謝蓁回去了,崔煜在外面整理草藥,容危仍舊昏睡着沒有一絲要醒的迹象,青浣索性也閉上眼睛,回想着逃出生天的那一幕。
竹葉穿過巨劍,那嬰兒沒有成功複生是否與此有關呢?第一次與狐妖交鋒,星辰晷又為何會在她手中?還有黑袍人,和這件事究竟有沒有關系。
此前一遭,青浣力量透支,如今高床軟枕,不禁有些困倦昏沉,半夢半醒之際,她突然想起一件被她忽略很久的事情。
她被歲聿送回百年前,容危又是歲聿的第幾次轉世?若是最後一世,這搶奪星辰晷的幕後之人定是那黑衣人。
她渾身一涼,那這樣的話,找回星辰晷,是不是就能阻止上清境被屠,扭轉上清境慘劇?
天光變得昏黃,她一人輾轉反側。
也不知容危什麼時候能醒,她掀起被子,斜倚在榻邊,耳邊是清淺的呼吸,青浣心中咂摸出一絲不尋常來。
催動靈力探上去,一派祥和,青浣不禁懷疑自己疑神疑鬼。
“天都黑了,還不醒?”
“算了,我幫幫你吧!”
青浣替他摘了冷硬的面具,底下唇色蒼白,心一橫,手心多出道長長的血口,嘀嗒嘀嗒順着唇縫流入容危腹中,鮮血染紅雙唇。
有人對容危的神力虎視眈眈,長此以往消耗下去,隻怕擔憂之事還會重現,不能容危走上歲聿那條路。
如今他還在,歲聿就能回來,若他不在了……
青浣連設想下去的勇氣都沒有。
她的鮮血帶着神力,接觸到容危就如同溪流入海,在他的身上泛起絲絲漣漪。
神力相互交織,蕩起點點金光,青浣起身,準備趁着未晚的天色,去找一個答案。
找了兩圈,才在屋内找到一把落了三層灰的劍,扔了劍鞘,推門而去。
謝堯的院中早早點上了蠟燭,裡頭燈火通明絲竹陣陣,也不知容危怎麼把這些亂七八糟的東西放進來的,更不知怎麼被這纨绔找到了。
青浣心中鄙夷,這謝堯倒是會享受。
她一腳踹開門,裡頭有侍女衣衫半裸,正依偎在謝堯身上喂葡萄,被這動靜一驚,葡萄順着手指咕噜落地,拖着濕漉漉的印子滾到青浣腳下,被她一腳踩得稀爛。
謝堯這才睜眼瞧見她,看見她手中的劍,迷離的眼神瞬間清醒:“你要幹什麼。”
他身形帶着出乎意料的利索,用着一衆衣香鬓影掩蓋自己的身形。
青浣提劍而來不是為了殺他,吓唬他的意味居多,她本想一劍劈了面前的桌子,想到這是容危的東西又忍了下去。
用劍尖挑起那女子的衣服,扔到主人身上:“夜寒,别着涼。

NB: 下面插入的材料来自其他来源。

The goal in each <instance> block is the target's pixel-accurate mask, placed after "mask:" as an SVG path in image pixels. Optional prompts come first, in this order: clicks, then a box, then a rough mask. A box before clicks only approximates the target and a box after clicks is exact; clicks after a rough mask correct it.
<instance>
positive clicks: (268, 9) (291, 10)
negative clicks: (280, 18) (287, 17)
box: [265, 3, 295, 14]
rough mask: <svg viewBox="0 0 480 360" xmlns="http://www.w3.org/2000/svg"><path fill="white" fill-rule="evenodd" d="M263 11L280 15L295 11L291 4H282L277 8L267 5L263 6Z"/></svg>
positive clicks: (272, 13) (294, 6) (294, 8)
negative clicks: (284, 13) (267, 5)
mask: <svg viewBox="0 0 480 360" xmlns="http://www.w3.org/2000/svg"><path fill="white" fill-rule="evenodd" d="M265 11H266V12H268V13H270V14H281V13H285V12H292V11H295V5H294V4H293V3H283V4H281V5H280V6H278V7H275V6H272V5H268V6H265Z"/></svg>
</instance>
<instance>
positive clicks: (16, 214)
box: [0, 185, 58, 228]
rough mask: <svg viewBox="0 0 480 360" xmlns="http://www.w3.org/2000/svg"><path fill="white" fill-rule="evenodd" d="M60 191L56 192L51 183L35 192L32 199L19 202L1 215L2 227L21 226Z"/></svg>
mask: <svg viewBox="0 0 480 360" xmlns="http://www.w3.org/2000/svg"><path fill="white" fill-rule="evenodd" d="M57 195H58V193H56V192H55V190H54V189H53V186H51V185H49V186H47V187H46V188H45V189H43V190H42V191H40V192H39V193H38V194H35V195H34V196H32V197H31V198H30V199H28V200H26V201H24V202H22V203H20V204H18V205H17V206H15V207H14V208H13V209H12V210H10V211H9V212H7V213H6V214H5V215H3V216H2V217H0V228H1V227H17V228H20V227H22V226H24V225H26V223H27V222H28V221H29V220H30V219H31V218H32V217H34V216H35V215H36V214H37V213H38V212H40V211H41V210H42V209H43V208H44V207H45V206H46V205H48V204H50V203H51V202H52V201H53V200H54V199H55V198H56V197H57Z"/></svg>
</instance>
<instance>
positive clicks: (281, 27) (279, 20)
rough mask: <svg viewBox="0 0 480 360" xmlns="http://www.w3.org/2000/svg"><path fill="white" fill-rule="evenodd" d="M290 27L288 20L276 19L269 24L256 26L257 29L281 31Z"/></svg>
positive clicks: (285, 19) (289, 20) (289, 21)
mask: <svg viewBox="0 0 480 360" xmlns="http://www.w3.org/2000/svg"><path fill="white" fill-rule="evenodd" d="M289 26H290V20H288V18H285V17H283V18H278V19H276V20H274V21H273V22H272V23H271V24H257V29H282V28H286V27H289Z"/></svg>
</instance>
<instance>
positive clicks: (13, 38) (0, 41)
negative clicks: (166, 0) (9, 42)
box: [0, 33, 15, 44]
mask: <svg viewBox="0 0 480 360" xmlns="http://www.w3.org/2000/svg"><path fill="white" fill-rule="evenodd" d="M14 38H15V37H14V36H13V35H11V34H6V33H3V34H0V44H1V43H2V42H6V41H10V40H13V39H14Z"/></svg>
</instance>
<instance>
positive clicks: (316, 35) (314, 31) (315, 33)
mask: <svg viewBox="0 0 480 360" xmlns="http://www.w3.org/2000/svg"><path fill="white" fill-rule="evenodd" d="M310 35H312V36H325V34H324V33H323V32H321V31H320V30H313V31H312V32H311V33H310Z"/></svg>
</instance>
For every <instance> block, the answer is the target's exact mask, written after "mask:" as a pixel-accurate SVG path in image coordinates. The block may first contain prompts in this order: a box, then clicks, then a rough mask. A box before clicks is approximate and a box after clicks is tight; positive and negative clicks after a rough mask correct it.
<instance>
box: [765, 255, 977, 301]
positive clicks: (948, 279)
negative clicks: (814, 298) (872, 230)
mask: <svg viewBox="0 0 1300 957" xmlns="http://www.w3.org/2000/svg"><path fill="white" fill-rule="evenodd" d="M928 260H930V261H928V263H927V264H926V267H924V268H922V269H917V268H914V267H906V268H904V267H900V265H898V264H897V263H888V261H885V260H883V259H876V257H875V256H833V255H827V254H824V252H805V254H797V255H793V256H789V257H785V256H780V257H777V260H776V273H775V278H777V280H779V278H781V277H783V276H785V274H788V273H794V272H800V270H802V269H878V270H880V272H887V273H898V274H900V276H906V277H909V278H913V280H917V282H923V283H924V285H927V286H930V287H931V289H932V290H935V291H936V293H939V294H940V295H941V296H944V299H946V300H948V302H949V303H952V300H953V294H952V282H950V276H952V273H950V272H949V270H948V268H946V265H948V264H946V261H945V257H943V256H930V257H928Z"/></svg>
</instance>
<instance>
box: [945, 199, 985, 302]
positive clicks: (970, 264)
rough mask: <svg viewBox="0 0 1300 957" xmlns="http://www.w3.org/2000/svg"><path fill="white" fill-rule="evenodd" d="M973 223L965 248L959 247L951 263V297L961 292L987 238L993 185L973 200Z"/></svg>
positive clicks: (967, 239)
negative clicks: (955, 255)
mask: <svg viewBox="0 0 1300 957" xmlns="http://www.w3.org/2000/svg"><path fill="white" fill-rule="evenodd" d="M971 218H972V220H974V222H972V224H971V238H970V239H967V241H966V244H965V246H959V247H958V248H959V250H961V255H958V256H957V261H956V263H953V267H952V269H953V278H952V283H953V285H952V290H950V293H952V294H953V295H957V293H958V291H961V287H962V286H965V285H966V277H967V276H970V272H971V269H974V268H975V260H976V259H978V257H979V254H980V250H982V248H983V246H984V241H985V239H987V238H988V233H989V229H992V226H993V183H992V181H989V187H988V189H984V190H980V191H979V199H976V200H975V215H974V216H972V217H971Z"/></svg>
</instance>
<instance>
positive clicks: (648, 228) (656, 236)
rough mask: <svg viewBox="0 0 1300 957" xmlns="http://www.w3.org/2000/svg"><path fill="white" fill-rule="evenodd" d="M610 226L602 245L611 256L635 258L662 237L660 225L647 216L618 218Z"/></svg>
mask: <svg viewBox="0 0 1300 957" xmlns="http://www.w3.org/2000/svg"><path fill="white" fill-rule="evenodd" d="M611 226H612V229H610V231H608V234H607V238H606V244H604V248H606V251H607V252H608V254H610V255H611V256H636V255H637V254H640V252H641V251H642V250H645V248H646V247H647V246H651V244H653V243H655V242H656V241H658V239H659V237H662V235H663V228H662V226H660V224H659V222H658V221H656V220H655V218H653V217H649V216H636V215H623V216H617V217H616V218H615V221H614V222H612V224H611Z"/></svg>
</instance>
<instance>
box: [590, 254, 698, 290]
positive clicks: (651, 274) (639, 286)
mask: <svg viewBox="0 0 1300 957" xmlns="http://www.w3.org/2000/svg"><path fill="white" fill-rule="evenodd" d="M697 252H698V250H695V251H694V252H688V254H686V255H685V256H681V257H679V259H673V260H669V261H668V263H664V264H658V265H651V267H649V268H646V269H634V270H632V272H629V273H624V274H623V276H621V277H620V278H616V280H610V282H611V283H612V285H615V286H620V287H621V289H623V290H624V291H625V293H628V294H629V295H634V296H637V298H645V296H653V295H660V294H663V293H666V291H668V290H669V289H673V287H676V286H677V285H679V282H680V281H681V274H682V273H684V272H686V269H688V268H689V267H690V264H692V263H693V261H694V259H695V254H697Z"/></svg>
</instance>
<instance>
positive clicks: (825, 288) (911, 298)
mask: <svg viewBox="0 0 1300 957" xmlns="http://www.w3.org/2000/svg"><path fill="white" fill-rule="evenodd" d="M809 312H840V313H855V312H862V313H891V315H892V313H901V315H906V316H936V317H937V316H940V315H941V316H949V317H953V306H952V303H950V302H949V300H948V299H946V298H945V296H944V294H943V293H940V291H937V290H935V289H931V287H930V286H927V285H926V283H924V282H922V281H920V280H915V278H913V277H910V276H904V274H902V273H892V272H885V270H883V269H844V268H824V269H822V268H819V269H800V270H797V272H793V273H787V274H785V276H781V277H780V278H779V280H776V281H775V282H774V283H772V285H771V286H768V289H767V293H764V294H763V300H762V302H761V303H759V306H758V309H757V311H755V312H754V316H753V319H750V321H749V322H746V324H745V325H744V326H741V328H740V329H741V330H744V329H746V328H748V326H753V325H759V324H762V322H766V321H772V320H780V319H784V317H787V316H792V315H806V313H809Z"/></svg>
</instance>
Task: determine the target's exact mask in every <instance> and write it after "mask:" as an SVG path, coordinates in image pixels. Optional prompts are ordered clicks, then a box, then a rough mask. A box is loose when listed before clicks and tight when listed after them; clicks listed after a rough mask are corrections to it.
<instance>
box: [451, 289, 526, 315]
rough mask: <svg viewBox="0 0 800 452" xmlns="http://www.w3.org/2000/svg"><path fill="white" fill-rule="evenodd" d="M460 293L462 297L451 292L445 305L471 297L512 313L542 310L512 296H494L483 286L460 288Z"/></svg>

”對着衆人擺了擺手,“都先出去,我和你們郎君有話要說。”
衆人聽到青浣的紛紛看向謝堯,可謝堯拉着一個女子的衣衫就是不放手,她們是走也不是,不走也不是。
一道劍影劃來,将女子的廣袖劈成兩段,給二人上演了一場生動的割袍斷義:“出去!”聲音冷若寒冰,吓得衆人不敢再待,魚貫而出。
那被割了袍的女子還細心體貼地關了門,青浣一聲多謝,倒引得她雙頰泛紅,可能是被吓得。
屋内燭火悄摸跳動,謝堯蹲在桌子後,渾身發抖。
“行了,别裝了!”青浣将劍放下,捏起一串葡萄,甜蜜多汁,便宜這家夥了。